Inline concerns are mostly the "before real providers land" hardening:

⚠️ Stub providers ship unconditionally — would gate behind OD_MEDIA_ALLOW_STUBS for prod
🔒 POST /api/projects/:id/media/generate has no rate-limit / size-cap; agent-supplied --output can clobber existing files (no overwrite:false guard)
💡 daemon/media-models.js mirrors src/media/models.ts by hand — codegen or a sync test would prevent drift

Architecture is the right shape. ✅

lefarcen

Approved.

lefarcen

Hey @pftom! 🎉 Wow, this is a substantial feature — adding image/video/audio surfaces with a clean, tool-agnostic contract. The od media generate dispatcher is elegant, and I love how it works across any code-agent CLI without custom tool definitions. Pinning the contract LAST in the system prompt is clever — hard rules win.

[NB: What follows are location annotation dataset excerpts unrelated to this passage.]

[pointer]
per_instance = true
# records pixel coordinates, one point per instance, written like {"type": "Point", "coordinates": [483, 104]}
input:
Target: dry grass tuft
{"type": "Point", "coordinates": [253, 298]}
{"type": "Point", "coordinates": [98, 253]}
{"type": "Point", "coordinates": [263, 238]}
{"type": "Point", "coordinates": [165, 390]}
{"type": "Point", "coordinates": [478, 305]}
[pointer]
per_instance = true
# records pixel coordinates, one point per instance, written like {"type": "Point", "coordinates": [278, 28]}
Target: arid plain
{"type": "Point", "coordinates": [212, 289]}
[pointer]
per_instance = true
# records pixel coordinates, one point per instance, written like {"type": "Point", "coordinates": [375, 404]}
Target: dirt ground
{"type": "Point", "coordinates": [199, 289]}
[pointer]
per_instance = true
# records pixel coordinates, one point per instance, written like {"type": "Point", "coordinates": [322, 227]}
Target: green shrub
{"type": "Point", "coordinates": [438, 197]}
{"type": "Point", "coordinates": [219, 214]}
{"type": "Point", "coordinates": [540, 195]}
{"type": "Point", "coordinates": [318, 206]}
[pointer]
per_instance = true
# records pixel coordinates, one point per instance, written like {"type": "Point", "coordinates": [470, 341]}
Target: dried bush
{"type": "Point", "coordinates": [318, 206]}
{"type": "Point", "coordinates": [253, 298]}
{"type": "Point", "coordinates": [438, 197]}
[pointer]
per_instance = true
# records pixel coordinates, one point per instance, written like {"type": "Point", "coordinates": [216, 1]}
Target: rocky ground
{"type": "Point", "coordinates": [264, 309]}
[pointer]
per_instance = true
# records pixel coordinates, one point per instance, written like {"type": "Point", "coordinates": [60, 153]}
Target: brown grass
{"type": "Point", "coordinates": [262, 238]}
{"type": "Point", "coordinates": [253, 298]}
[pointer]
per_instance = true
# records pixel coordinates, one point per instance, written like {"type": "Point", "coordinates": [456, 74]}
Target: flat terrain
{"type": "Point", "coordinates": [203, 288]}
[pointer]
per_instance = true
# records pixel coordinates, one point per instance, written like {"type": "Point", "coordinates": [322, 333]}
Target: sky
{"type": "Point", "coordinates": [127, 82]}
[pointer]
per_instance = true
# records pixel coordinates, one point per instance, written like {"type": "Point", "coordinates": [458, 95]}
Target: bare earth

Found 8 items worth attention (mix of P2 verification + P3 polish). Most are edge-case hardening + reasoning gaps in the new SKILL.md files. No P1 blockers.

See inline comments below 👇

lefarcen · 2026-05-02T03:23:40Z

+  const ctx = {
+    surface,
+    model,
+    prompt: prompt || '',


P2 TOCTOU race: uniqueFilename checks await pathExists(target), then later await writeFile(target, bytes). If two concurrent od media generate calls pick the same name (same timestamp), both see "file doesn't exist" and write to the same path — second one silently overwrites the first. Rare in practice (requires sub-millisecond collision), but the function comment promises collision safety. Fix: use fs.promises.open(target, 'wx') (exclusive write) and catch EEXIST to retry.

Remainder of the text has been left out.